Houston supporters are among the fiercest fanbases out there, perhaps because they’ve heard too much from other fanbases about the long-past cheating scandal. Astros fans have the right to be proud; their organization has done so many things right in the last decade. But numbers are numbers. And right now, the Astros just are not measuring up to their AL rivals. In a word, SELL.

So who are we buying? Let’s look westward to an LA team, and not one named the Angels. It is pretty darn surprising that one could classify the Los Angeles Dodgers as an under-the-radar team to buy, but here we here.

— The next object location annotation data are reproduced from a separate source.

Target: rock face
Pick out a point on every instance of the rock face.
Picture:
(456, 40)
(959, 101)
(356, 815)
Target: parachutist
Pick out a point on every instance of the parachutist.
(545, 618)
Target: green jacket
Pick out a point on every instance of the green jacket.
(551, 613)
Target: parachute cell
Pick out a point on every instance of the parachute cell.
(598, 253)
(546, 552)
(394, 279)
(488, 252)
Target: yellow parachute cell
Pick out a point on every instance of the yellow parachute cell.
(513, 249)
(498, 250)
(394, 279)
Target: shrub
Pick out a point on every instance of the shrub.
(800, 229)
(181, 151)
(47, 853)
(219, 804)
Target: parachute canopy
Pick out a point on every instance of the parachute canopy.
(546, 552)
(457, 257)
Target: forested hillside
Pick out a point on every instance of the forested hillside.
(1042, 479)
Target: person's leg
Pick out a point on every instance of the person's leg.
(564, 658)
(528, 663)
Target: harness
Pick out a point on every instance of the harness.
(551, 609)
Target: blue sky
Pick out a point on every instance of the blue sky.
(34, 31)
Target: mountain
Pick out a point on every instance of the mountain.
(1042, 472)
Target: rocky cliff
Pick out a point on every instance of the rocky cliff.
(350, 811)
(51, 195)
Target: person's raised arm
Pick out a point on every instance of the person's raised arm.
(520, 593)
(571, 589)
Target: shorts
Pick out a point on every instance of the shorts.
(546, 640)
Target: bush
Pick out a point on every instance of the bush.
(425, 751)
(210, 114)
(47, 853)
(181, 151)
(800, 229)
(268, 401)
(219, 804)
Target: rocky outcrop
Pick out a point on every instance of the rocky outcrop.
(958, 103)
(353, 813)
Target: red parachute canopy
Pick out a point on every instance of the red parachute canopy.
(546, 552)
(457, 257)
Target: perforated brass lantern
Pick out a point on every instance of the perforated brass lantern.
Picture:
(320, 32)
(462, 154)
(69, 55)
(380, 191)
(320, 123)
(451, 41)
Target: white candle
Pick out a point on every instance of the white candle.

There’s just so much attention now elsewhere on the West Coast. The Diamondbacks are leading the NL West by 3.5 games. The Giants, revamped and resurgent, are very much in the hunt for the division title. And over in the American League, that other LA team, the Angels, have won ten of their last 12 games, including a series win in Arlington over the division-leading Rangers. Meanwhile the Dodgers are looking very, um, average at times. Take for example, this play from last night against the Giants:

Yes, that happened. With two runners on base in the bottom of the 11th inning, needing two runs to tie, the Dodgers are gifted two egregious errors in one play. And yet, the best that they can do is an awkward base-running out. They ended up losing 7-5.

In short, if it was not clear before, it should be now—absolutely nothing is going to come easy for the Dodgers this season.

I cannot help but wonder if that might actually be a good thing—if perhaps in recent years, things have just been too easy for the Dodgers during the regular season. Things may not be easy this year, but this is a club that still has pennant-winning numbers. They are still an offensive powerhouse. Freeman, Betts, Martinez, Smith and others contribute to an offensive side that ranks top-4 in every advanced hitting category, including a .780 OPS and 112 wRC+. As far as pitching goes, their ERA of 5.14 is not good, but the signs for positive regression are super-clear—a 4.00 SIERA and a 4.11 xFIP, both top-10 numbers in the league, and the addition of this ace-in-the-hole will help. LAD might actually have to begin their playoff run from a wild-card spot, a rarity for them recently. But they are set up to do some damage, especially offensively, and the fact that they are rather under-the-radar right now makes these Dodgers a solid BUY.